Sem atenção no PS, munícipe afirma que só conseguiu diagnóstico em Botucatu
Da Redação

Uma avareense utilizou uma rede social para criticar o atendimento que teria recebido no Pronto Socorro de Avaré (PS). J.S. afirma que, após procurar o PS por cinco vezes, foi levada a Botucatu pela irmã e só então conseguiu um diagnóstico para as fortes dores abdominais que vinha sentindo.
Segundo seu relato, ela procurou a unidade local pela primeira vez no dia 8 de setembro. “Chegando lá, suspeitaram de pedra no rim, mas não pediram nenhum exame. Me deram soro com algumas medicações, depois de uma ou duas horas voltei pra casa, ainda com um pouco de dor”, relata.
J. ainda destacou que as dores retornaram com intensidade durante a noite, e ela voltou à unidade de saúde no dia 9, onde novamente recebeu medicação e foi liberada sem fazer exames. “E assim foi por quatro vezes, indo ao PS e voltando pra casa com dor e vomitando, sem fazer exames para ver o que eu tinha”, disse.
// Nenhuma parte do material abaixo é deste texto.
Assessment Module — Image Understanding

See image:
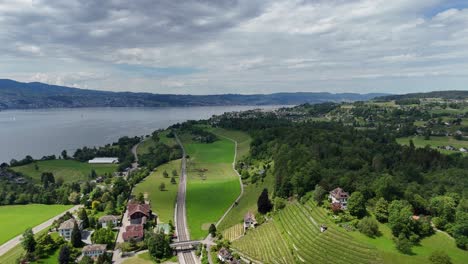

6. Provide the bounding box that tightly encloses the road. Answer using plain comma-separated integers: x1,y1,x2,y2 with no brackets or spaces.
174,135,197,264
0,205,82,256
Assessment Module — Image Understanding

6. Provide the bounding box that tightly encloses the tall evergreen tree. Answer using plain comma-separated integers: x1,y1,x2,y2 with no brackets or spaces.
70,222,82,247
257,188,273,214
58,244,70,264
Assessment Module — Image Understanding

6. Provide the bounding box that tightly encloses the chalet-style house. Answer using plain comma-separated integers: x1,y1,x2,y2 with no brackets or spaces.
98,215,120,228
244,211,257,232
328,187,349,209
81,244,107,259
127,203,152,225
58,218,83,241
122,225,145,242
218,248,240,264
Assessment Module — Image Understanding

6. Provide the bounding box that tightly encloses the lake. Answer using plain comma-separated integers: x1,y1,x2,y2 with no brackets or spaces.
0,106,279,163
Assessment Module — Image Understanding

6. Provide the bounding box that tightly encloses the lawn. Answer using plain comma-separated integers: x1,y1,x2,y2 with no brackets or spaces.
181,130,240,239
133,160,180,223
0,204,72,244
12,159,117,182
397,136,468,154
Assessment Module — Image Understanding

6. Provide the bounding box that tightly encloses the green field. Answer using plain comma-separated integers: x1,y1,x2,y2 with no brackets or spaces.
232,201,468,264
397,136,468,154
12,160,117,182
0,204,72,244
133,160,180,223
181,130,240,239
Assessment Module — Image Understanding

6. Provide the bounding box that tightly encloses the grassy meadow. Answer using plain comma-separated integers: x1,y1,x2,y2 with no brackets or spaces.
181,131,240,239
12,159,118,182
0,204,72,244
133,160,180,223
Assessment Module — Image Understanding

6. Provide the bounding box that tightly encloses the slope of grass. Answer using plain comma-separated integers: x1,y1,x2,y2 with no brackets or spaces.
181,130,240,239
12,160,118,182
133,160,180,223
0,204,72,244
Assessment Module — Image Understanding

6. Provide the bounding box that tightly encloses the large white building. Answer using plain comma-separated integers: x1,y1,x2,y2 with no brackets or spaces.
88,157,119,164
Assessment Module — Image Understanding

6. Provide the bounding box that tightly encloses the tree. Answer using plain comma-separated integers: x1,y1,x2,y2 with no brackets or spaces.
388,200,413,237
78,208,89,228
393,234,413,254
91,227,114,244
357,216,380,237
257,188,273,214
429,250,452,264
21,228,36,253
62,150,69,159
314,184,327,205
70,222,82,247
137,192,145,203
145,232,172,260
58,244,70,264
374,197,388,223
348,192,366,218
208,224,216,237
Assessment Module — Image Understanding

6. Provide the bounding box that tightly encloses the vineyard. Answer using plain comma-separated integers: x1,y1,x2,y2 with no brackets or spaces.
232,222,295,264
233,201,382,263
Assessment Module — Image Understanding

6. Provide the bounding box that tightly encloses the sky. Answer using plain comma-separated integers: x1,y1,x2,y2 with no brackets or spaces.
0,0,468,94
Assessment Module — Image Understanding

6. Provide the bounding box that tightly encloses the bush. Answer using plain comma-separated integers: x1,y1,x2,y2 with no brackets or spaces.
429,250,452,264
357,216,380,237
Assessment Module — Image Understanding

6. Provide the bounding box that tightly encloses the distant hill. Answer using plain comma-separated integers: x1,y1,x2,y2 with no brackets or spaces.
375,90,468,101
0,79,384,109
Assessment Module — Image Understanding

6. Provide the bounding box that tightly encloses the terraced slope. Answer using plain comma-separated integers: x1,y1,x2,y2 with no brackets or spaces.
233,202,382,264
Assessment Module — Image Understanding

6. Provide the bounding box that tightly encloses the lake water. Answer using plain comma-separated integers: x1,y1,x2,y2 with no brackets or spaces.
0,106,278,163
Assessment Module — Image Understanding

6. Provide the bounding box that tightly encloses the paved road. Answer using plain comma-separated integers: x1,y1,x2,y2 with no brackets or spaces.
175,135,197,264
0,205,82,256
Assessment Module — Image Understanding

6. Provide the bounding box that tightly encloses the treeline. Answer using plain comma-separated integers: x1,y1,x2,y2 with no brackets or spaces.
218,115,468,249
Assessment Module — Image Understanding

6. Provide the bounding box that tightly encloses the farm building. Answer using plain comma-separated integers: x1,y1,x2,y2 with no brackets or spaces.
81,244,107,259
88,157,119,164
328,187,349,209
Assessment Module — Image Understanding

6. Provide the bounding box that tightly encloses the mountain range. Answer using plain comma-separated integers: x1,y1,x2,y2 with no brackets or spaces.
0,79,386,110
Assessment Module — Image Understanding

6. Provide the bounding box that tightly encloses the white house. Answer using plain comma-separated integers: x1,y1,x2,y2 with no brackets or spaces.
81,244,107,259
98,215,120,228
328,187,349,209
88,157,119,164
58,218,82,241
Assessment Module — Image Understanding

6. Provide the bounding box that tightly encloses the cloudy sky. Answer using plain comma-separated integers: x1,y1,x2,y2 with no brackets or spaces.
0,0,468,94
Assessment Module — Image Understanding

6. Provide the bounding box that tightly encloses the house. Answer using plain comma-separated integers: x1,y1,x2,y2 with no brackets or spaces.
88,157,119,164
328,187,349,209
218,247,233,262
98,215,120,228
127,203,152,225
122,225,145,242
244,211,257,231
81,244,107,259
58,218,83,241
154,224,171,235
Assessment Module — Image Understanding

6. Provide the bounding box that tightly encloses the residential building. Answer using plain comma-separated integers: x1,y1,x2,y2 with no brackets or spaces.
98,215,120,228
244,211,257,231
328,187,349,209
122,225,145,242
81,244,107,259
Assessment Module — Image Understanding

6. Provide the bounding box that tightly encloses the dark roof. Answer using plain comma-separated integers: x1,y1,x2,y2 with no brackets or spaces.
127,203,151,217
330,187,349,199
122,225,144,241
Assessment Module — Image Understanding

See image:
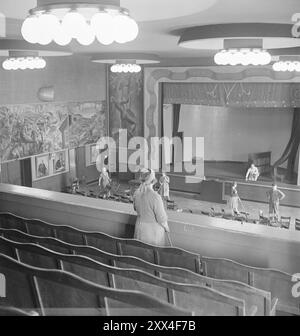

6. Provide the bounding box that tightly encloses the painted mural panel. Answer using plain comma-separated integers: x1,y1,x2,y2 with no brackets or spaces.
0,102,107,162
69,102,107,148
109,72,143,140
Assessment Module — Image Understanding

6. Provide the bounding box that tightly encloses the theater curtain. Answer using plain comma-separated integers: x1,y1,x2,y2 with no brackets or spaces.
273,108,300,180
163,82,300,108
172,104,183,162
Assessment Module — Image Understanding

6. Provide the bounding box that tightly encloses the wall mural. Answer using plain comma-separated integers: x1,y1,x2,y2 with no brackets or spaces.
108,72,144,141
0,102,107,162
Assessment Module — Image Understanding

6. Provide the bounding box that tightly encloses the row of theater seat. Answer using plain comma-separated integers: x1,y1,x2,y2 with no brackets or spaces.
0,214,299,315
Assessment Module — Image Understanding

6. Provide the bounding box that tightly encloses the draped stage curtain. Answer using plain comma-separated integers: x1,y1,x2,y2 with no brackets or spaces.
163,83,300,107
172,104,183,162
273,108,300,180
163,82,300,179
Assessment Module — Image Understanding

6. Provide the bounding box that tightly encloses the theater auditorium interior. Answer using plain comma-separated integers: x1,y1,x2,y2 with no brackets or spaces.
0,0,300,318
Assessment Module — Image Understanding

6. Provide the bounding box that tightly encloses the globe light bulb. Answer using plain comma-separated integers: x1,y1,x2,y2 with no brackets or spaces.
295,62,300,72
11,59,18,70
272,62,280,71
286,62,296,72
281,62,288,71
21,16,39,43
2,60,10,70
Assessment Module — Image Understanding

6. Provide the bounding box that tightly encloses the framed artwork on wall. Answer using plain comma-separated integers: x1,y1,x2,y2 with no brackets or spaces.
35,154,49,179
31,149,70,181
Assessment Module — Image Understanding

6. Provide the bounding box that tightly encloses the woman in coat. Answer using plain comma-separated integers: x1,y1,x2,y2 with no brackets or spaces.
133,169,169,246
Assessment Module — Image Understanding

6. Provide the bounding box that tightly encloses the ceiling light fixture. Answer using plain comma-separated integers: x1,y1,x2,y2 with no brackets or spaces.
273,55,300,72
92,53,160,73
214,39,272,66
2,51,46,70
21,0,139,46
214,48,272,66
110,61,142,73
2,57,46,70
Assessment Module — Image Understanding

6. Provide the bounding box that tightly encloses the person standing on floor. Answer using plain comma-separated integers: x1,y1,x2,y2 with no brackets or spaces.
230,182,240,216
267,184,285,221
246,163,259,181
133,169,170,246
159,173,170,202
98,167,111,198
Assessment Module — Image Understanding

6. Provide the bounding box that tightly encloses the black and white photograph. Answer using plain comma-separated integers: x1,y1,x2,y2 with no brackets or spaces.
35,154,49,178
0,0,300,326
53,151,66,174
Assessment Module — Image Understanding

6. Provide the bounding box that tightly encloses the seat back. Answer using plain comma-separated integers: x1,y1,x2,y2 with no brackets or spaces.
0,254,193,316
295,218,300,231
0,238,251,316
0,306,39,316
280,216,291,229
0,237,271,315
201,257,300,315
0,213,200,273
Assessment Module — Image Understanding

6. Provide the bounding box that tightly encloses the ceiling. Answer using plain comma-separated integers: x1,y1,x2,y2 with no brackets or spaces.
0,0,300,66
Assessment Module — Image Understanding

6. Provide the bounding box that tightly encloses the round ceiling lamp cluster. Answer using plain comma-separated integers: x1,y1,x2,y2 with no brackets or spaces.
273,55,300,72
110,63,142,73
214,48,272,66
21,2,139,46
2,57,46,70
92,53,160,73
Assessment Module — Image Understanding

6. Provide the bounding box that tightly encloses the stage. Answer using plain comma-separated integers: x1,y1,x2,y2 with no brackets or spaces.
168,161,300,207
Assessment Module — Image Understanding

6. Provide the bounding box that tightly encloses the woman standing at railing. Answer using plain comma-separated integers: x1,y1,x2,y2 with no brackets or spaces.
133,169,169,246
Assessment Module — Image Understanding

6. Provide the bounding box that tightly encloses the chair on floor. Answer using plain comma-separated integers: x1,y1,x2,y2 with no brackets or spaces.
0,237,254,316
295,218,300,231
0,213,200,273
0,254,194,316
201,257,300,315
280,216,291,230
0,305,39,316
0,229,276,316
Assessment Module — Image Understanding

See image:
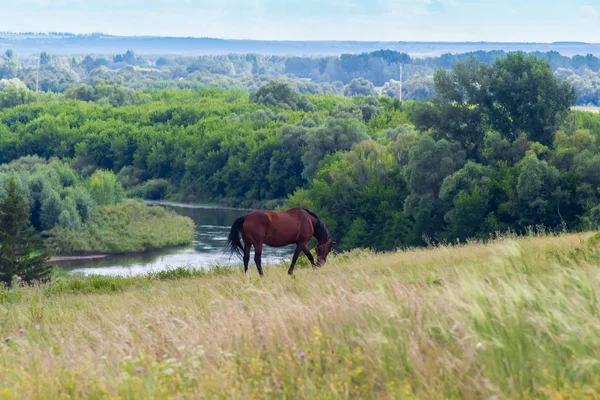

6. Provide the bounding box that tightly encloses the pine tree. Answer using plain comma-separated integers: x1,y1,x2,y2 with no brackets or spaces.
0,179,52,285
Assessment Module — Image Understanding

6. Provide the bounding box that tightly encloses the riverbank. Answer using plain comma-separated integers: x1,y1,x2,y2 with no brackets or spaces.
0,234,600,400
46,200,194,259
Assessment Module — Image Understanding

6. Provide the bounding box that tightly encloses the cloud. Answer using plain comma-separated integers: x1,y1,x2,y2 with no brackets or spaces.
579,5,600,19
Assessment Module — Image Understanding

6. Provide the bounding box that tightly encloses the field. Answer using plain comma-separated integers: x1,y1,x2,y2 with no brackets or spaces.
0,233,600,399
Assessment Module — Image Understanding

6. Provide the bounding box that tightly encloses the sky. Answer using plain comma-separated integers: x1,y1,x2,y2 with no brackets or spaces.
0,0,600,43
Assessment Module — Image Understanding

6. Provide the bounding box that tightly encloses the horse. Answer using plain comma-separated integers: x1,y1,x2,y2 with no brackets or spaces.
226,208,336,278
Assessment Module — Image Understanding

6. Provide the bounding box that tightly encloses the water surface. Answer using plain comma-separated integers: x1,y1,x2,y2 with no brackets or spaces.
55,202,295,275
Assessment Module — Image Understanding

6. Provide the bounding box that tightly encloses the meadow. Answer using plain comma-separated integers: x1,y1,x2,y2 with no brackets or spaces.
0,233,600,399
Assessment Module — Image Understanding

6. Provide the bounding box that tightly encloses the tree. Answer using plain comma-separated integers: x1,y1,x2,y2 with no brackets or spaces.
0,179,52,285
344,78,377,96
40,51,51,65
489,53,577,146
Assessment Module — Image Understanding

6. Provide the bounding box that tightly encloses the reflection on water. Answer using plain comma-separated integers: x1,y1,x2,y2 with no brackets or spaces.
55,203,294,275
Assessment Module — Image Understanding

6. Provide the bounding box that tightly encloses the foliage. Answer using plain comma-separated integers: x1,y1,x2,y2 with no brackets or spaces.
0,52,600,249
0,179,52,285
47,200,194,255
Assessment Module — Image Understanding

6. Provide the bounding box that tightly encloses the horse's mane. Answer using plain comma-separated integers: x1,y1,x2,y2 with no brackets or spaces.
303,208,329,240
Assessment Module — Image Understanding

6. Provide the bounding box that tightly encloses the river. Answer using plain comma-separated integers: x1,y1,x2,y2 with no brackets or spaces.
54,202,294,276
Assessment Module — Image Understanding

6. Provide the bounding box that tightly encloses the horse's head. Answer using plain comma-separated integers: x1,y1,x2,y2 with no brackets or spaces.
315,236,336,267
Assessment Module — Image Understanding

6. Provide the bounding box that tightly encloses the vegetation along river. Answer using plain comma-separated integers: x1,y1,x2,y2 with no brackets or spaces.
54,203,294,275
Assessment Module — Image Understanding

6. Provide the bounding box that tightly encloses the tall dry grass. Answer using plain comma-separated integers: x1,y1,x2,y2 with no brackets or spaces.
0,234,600,399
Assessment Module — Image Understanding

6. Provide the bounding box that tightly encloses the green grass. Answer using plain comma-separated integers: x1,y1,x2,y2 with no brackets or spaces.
0,233,600,399
47,200,194,255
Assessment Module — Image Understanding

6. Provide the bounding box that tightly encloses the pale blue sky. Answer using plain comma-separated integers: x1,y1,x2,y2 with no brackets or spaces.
0,0,600,43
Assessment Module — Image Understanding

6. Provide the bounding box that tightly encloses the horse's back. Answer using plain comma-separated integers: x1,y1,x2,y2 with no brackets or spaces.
243,208,313,247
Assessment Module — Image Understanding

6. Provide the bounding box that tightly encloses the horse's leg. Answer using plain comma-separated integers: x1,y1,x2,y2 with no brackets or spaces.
244,243,252,278
254,243,265,277
302,243,315,267
288,245,302,275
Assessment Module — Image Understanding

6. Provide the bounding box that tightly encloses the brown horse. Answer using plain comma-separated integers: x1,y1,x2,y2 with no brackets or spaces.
226,208,335,277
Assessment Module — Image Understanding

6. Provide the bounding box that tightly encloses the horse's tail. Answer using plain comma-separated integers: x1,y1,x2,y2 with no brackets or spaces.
225,216,246,258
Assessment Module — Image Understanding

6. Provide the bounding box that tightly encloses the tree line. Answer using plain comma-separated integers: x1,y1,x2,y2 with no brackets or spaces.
0,53,600,253
0,50,600,106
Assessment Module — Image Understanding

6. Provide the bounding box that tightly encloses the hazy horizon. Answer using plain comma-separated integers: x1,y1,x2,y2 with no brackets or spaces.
0,0,600,43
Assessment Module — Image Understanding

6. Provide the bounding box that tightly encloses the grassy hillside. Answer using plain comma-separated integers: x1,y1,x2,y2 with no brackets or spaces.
0,234,600,399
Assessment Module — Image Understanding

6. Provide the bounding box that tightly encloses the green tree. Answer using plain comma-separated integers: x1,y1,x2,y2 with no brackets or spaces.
0,179,52,285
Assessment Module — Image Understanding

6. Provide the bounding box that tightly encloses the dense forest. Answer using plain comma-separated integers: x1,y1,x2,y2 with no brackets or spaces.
0,53,600,249
0,46,600,106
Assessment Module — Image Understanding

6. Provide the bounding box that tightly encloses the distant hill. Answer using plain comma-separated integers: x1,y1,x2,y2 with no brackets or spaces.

A munícipe frisou ainda que só na quinta-feira, 10, conseguiu saber o que estava ocorrendo. “Dois dias depois, ainda com muita dor, minha irmã me levou à UNESP de Botucatu. Lá fizeram exames e constou que eu estava com uma pedra no canal da urina”.
De acordo com J., além do cálculo renal, ela também foi diagnosticada com uma infecção na bexiga que já estava começando a atingir os rins. Por conta de seu quadro clínico, a munícipe foi internada e passou por uma cirurgia no sábado, 12. “O médico chegou a dizer que se não fizesse a cirurgia para retirar a pedra do canal urinário, eu poderia ir a óbito”, revelou.
Por conta do ocorrido, a avareense classificou o atendimento médico que recebeu no PS de Avaré como um “péssimo serviço”.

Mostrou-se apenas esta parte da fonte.